12. An apparatus for controlling the movement of a magnetic surgical tool inside a body of a patient, comprising:
a magnetic field source configured to produce a magnetic field to produce movement and orientation of a magnetic surgical tool;
a plurality of magnetic field sensors positioned to sense a magnetic field produced by said magnetic surgical tool:
a system controller for controlling said magnetic field source, said system controller configured to obtain sensor data from said plurality of magnetic field sensors and compute a position and orientation of said magnetic surgical tool at least in part by using said sensor data to compute estimates of said position and orientation, said system controller further configured to iteratively refine said estimates by using previously computed estimates of said position and orientation, said system controller configured to iterate calculation said estimates until a desired accuracy is achieved.

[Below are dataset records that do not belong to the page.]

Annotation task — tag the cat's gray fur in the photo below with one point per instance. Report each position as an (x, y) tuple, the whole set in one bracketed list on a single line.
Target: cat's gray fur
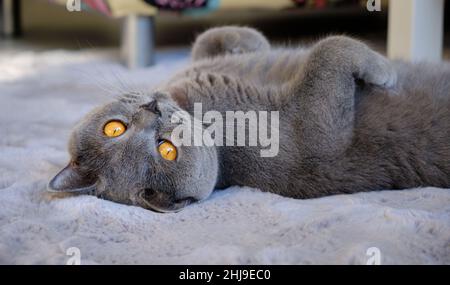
[(350, 121)]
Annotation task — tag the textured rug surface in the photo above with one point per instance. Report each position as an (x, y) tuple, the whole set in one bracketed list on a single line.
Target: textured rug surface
[(44, 94)]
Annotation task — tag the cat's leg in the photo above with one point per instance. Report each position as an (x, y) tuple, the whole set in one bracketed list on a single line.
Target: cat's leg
[(228, 40), (326, 90)]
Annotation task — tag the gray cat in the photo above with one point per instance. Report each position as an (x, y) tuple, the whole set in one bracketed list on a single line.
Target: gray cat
[(350, 121)]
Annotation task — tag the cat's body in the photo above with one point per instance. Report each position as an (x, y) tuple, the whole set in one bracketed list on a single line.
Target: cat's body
[(401, 137), (350, 120)]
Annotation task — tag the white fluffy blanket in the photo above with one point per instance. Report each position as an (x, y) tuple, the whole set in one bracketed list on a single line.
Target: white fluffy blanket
[(42, 96)]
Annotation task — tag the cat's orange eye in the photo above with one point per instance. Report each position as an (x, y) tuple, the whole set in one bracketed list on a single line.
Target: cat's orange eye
[(114, 129), (167, 150)]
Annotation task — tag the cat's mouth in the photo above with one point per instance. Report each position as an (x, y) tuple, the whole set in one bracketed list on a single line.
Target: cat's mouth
[(161, 202)]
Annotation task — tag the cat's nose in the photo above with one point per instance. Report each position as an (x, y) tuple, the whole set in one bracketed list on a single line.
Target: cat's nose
[(152, 106)]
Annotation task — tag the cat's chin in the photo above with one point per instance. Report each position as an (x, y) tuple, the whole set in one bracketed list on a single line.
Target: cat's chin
[(161, 203)]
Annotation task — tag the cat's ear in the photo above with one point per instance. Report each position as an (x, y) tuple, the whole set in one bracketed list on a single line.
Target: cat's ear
[(71, 180)]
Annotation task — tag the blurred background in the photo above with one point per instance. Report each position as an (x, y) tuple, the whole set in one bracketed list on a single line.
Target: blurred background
[(161, 24)]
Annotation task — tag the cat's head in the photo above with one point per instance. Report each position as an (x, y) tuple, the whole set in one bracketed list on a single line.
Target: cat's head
[(123, 152)]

13. The apparatus of claim 12, wherein said controller uses said estimates of position and orientation to control said magnetic field source to provide closed-loop control of said magnetic surgical tool.
14. The apparatus of claim 12, further comprising one or more fiducial sensors to sense a position of a fiducial marker, said system controller configured to transform said estimates of position and orientation into transformed position and orientation using at least in part data from said one or more fiducial sensors.

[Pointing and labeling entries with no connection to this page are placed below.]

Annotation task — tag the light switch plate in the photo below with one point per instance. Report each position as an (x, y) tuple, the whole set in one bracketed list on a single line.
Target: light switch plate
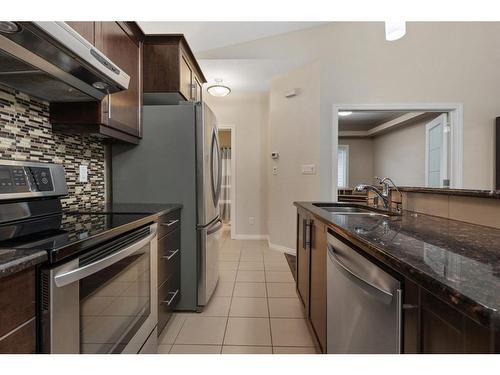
[(308, 169), (83, 177)]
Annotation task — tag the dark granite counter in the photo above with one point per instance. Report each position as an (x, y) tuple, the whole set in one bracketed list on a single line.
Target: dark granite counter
[(456, 261), (492, 194), (12, 261), (157, 209)]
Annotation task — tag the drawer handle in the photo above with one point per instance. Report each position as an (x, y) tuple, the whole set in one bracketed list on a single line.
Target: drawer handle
[(174, 294), (172, 253), (170, 223)]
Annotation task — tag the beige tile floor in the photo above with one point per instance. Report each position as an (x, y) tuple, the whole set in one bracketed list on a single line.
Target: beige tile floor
[(255, 308)]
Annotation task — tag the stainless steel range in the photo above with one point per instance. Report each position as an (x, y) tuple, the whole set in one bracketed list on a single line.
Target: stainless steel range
[(97, 293)]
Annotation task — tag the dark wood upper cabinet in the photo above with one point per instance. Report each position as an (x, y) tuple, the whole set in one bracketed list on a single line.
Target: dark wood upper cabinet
[(303, 259), (171, 72), (118, 116), (317, 304), (85, 29)]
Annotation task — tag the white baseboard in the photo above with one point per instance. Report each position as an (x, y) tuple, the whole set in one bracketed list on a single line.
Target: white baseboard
[(282, 249), (250, 237)]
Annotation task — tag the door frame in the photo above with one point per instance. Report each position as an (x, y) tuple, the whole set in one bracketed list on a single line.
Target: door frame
[(232, 195), (455, 119), (428, 126)]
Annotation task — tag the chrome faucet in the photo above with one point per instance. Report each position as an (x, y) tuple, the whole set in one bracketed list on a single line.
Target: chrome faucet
[(384, 196)]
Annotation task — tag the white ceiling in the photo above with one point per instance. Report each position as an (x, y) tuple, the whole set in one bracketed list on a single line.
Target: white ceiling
[(239, 74), (203, 36)]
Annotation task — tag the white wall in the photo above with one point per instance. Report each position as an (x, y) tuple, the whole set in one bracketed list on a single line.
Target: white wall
[(435, 62), (294, 133), (360, 160), (248, 113)]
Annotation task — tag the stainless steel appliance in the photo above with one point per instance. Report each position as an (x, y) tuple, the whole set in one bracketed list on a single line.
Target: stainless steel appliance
[(98, 289), (363, 304), (179, 160), (53, 62)]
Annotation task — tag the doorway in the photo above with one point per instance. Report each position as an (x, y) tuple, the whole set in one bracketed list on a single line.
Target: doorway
[(227, 197)]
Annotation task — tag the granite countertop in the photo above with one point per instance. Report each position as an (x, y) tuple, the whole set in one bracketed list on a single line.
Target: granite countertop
[(492, 194), (456, 261), (158, 209), (15, 260)]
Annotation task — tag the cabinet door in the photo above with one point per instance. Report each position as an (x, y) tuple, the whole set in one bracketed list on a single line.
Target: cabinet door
[(303, 259), (85, 29), (185, 79), (318, 281), (122, 110)]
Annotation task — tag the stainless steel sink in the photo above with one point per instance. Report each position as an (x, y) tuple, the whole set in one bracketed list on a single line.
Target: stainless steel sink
[(351, 209)]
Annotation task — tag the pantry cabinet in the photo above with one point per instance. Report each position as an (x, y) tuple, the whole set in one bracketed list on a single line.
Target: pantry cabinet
[(171, 72), (118, 116)]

15. The apparatus of claim 12, wherein said servo system comprises a correction factor that compensates for a dynamic position of an organ, thereby offsetting a response of said magnetic surgical tool to said magnetic field such that said magnetic surgical tool moves in substantial unison with said organ.

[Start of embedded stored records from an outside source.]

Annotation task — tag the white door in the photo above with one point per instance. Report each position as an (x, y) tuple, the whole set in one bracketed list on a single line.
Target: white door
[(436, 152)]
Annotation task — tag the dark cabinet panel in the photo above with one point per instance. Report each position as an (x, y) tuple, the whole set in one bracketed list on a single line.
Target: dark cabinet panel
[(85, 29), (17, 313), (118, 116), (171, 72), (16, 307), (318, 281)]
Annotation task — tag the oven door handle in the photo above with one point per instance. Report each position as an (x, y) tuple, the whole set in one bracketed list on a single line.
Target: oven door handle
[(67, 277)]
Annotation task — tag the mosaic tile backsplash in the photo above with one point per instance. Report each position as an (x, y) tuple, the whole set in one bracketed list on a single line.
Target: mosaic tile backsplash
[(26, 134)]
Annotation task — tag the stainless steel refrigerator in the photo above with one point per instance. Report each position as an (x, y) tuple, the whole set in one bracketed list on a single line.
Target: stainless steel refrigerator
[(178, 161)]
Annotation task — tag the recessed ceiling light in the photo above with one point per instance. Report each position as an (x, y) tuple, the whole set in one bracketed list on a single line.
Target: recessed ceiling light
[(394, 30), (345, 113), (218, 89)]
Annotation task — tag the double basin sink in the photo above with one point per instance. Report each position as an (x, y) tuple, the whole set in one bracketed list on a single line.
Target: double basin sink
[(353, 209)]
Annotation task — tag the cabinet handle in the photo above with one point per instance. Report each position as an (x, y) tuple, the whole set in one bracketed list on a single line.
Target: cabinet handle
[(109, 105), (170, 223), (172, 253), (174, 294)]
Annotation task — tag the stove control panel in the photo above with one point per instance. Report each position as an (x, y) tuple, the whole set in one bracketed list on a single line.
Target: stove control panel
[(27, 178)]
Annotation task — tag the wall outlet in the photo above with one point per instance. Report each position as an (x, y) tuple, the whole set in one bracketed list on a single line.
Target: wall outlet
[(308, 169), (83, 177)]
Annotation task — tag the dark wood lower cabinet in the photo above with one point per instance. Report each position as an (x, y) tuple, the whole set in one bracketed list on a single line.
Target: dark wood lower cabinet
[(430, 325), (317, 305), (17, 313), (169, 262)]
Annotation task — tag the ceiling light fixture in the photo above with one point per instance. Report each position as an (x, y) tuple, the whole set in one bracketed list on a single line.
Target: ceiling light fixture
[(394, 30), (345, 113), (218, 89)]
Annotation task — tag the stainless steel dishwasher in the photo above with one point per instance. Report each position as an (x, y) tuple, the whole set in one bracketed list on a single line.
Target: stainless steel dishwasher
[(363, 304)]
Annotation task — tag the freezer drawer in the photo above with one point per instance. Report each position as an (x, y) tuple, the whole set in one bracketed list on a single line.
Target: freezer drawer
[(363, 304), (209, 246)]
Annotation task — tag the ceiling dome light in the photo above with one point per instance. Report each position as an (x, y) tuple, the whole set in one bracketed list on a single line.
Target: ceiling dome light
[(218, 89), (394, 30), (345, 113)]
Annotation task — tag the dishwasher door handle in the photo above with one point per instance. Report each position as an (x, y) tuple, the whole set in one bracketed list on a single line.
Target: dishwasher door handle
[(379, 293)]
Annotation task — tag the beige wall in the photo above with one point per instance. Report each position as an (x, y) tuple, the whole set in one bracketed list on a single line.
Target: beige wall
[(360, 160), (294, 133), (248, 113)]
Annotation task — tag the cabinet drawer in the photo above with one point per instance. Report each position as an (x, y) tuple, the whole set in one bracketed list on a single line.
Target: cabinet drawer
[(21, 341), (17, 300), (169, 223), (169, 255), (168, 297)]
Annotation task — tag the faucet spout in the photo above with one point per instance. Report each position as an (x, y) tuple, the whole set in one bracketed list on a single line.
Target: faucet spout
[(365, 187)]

16. The apparatus of claim 12, wherein said correction factor is generated from an auxiliary device that provides correction data concerning said dynamic position of said organ, and wherein when said correction data are combined with measurement data derived from said sensory apparatus to offset a response of said servo system so that said magnetic surgical tool moves substantially in unison with said organ.
17. The apparatus of claim 16, wherein said auxiliary device comprises at least one of an X-ray device, an ultrasound device, and a radar device.
18. The apparatus of claim 12, wherein data from a haptic joystick is provided to said system controller.
19. The apparatus of claim 12, wherein said magnetic field sensors comprises Hall effect sensor.
20. The apparatus of claim 12, wherein said system controller controls an amplitude and phase of current through a plurality of electromagnet coils in said magnetic field source.
21. The apparatus of claim 12, wherein a haptic joystick provides tactile feedback to an operator.
22. The apparatus of claim 12, wherein a haptic joystick provides tactile feedback to an operator according to a position error between an actual position of said magnetic surgical tool and a desired position of said magnetic surgical tool.
23. The apparatus of claim 12, wherein said system controller causes said magnetic surgical tool to follow movements of said haptic joystick.
24. The apparatus of claim 12, wherein a correction input is generated by an auxiliary device that provides correction data concerning a dynamic position of an organ, and wherein said correction data are combined with measurement data to offset a response of said control system so that said magnetic surgical tool moves substantially in unison with said organ.
25. The apparatus of claim 24, wherein said auxiliary device comprises at least one of an X-ray device, an ultrasound device, and a radar device.